Otoritenin kaynağının “Tanrı” olduğu, böyle kabul edildiği dönemlerden geçmişti insanlık. Roma imparatorlarının aynı zamanda tanrı olduğu zamanlar bile görülmüştü. Tarihte oluşum ve birikim büyüdükçe, örneğin İngiliz, Fransız, Amerikan devrimleri gibi olaylar insanlığın ortak bilinci ve belleğinde yer ettikçe bu anlayış da değişti. Gücünü ve meşruiyetini Tanrı’dan değil de başka bir kaynaktan alan bir yönetim fikri gelişmeye başladı. Toplumu kim, ne yönetmelidir?

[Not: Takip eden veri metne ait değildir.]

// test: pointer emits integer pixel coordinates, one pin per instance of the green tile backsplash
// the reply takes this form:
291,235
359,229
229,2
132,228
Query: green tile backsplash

Toplum gibi son derece karmaşık bir yapılanmada neyin ne olduğunun nihai cevabı “bilgi”dir. O halde, toplumu, bu bilgiye sahip olan (varolan koşullarda en çok bilgiyle donanmış) kişiler yönetmelidir. Bizim tanışık olduğumuz “devlet”, yukarıda özetlemeye çalıştığım gibi, böyle bir dünya görüşünün ürünüdür. Buna “Jakoben devlet” tipi diyebiliriz.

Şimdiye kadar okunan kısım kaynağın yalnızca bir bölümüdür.